DETAILED DESCRIPTION OF EMBODIMENTS

[0031] The present invention will be described more fully hereinafter with reference to the accompanying drawings, in which exemplary embodiments of the invention are shown. This invention may, however, be embodied in different forms and should not be construed as limited to the embodiments set forth herein. Rather, these embodiments are provided so that this disclosure is thorough and complete and fully conveys the scope of the invention to one skilled in the art.

[0032] FIGS. 1 and 2 are diagrams for explaining a method of partially crystallizing an organic thin film according to an exemplary embodiment of the present invention.

[0033] First, referring to FIG. 1, the crystallinity of an organic thin film 150 formed using a solution deposition process may be partially improved by coating a desired predetermined region 150a of the organic thin film 150 formed on a substrate 10 with an organic solvent S and gradually evaporating the organic solvent S. As a result, molecules of the organic thin film 150 move more actively in a self-assembled manner only in the predetermined region 150a coated with the organic solvent S, thereby partially improving the crystallinity of the organic thin film 150.

[0034] In this case, the organic solvent S may be coated on the organic thin film 150 using a direct printing technique, such as an inkjet printing technique, a screen printing technique, a gravure printing technique, an offset printing technique, or a flexography technique. The predetermined region 150a whose crystallinity is improved may depend on the resolution of a direct printing technique.

[0035] Second, referring to FIG. 2, the crystallinity of an organic thin film 150 formed using a solution deposition process may be partially improved by irradiating only a bottom surface of a desired predetermined region 150b of the organic thin film 150 with laser beams L using a laser system 200 disposed below a substrate 110. As a result, only the predetermined region 150b irradiated with laser beams L is heated so that organic molecules move more actively in a self-assembled manner in the predetermined region 150b, thereby partially improving the crystallinity of the organic thin film 150.

[0036] In the present embodiment, the substrate 10 may be an n- or p-type doped silicon wafer, a glass substrate, or an organic substrate coated with a plastic film formed of, for example, polyethersulphone, polyacrylate, polyetherimide, polyimide, or polyethyeleneterepthalate.

[0037] The organic thin film 150 may be formed of any organic semiconductor material that can be deposited using a solution deposition technique.

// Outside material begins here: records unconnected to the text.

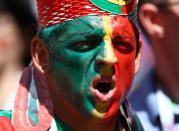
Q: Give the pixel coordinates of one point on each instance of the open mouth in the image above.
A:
(103, 88)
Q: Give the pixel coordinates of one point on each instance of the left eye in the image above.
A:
(123, 47)
(81, 47)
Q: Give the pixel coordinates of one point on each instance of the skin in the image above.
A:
(164, 41)
(11, 50)
(88, 50)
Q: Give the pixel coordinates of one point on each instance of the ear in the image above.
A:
(40, 55)
(150, 19)
(137, 59)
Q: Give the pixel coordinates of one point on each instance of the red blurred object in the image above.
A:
(5, 124)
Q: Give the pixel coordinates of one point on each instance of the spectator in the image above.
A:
(84, 61)
(17, 27)
(157, 104)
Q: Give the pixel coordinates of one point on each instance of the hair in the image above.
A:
(46, 36)
(21, 11)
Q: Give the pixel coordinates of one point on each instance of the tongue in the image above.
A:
(103, 87)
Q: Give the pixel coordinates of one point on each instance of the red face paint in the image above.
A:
(124, 46)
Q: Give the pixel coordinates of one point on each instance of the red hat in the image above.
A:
(53, 12)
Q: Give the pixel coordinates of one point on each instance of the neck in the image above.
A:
(9, 76)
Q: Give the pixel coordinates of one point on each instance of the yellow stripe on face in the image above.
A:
(109, 55)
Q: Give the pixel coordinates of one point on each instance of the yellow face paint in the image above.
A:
(109, 55)
(110, 59)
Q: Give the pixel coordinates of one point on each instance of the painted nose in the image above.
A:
(107, 59)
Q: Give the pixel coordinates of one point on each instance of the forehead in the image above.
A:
(91, 25)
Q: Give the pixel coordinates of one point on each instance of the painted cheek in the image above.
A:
(124, 69)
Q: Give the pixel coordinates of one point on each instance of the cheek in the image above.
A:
(125, 70)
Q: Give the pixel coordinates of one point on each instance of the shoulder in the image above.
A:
(4, 113)
(128, 118)
(5, 122)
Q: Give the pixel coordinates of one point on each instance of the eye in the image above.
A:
(123, 47)
(82, 46)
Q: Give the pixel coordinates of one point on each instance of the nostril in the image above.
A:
(107, 71)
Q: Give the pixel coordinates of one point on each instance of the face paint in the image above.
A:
(92, 64)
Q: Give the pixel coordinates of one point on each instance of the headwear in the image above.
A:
(52, 12)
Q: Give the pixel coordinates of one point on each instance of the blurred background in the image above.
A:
(18, 24)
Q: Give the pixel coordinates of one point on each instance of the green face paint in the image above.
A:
(82, 62)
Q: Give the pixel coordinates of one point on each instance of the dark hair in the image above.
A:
(21, 11)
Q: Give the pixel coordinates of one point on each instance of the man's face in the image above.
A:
(93, 63)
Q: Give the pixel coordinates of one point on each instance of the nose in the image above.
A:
(107, 59)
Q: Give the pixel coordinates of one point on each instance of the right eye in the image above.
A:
(123, 47)
(81, 47)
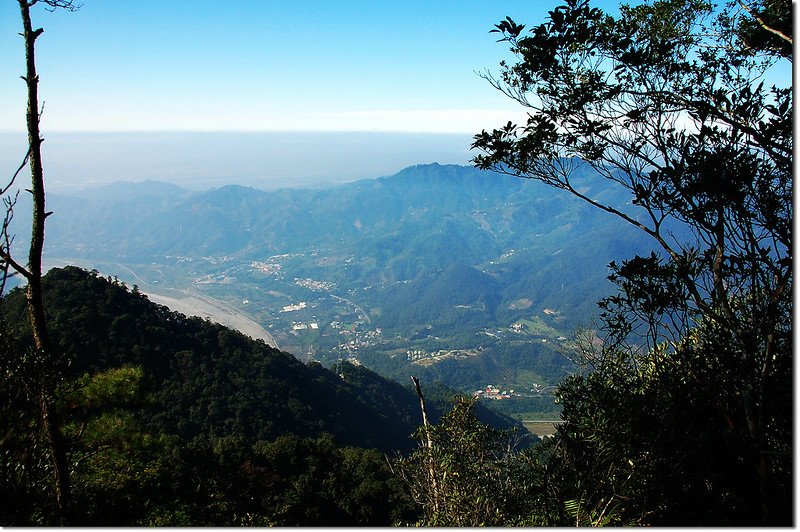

For example, the organic thin film 150 may be formed of one selected from the group consisting of polythiophene and derivatives thereof, thienothiophene and derivatives thereof, triisopropylsilyl (TIPS) pentacene and derivatives thereof, pentacene precursor and derivatives thereof, alpha-6-thiophene and derivatives thereof, polyfluorene and derivatives thereof, pentacene, tetracene, anthracene, perylene and derivatives thereof, rubrene and derivatives thereof, coronene and derivatives thereof, perylene tetracarboxylic diimide and derivatives thereof, polyparaphenylene vinylene (PPV) and derivatives thereof, poly(thiophene vinylene) (PTV) and derivatives thereof, alpha-5-thiophene oligothiophene and derivatives thereof, metal-containing and metal-free phthalocyanine and derivatives thereof, naphthalene tetracarboxylic acid diimide and derivatives thereof, and naphthalene tetracarboxylic acid dianhydride and derivatives thereof.

[0038] In the present invention, the organic thin film 150 formed using a solution deposition process is partially coated with the organic solvent or partially irradiated with laser beams L to partially improve the crystallinity of the organic thin film 150. The process of partially improving the organic thin film 150 will now be described in more detail.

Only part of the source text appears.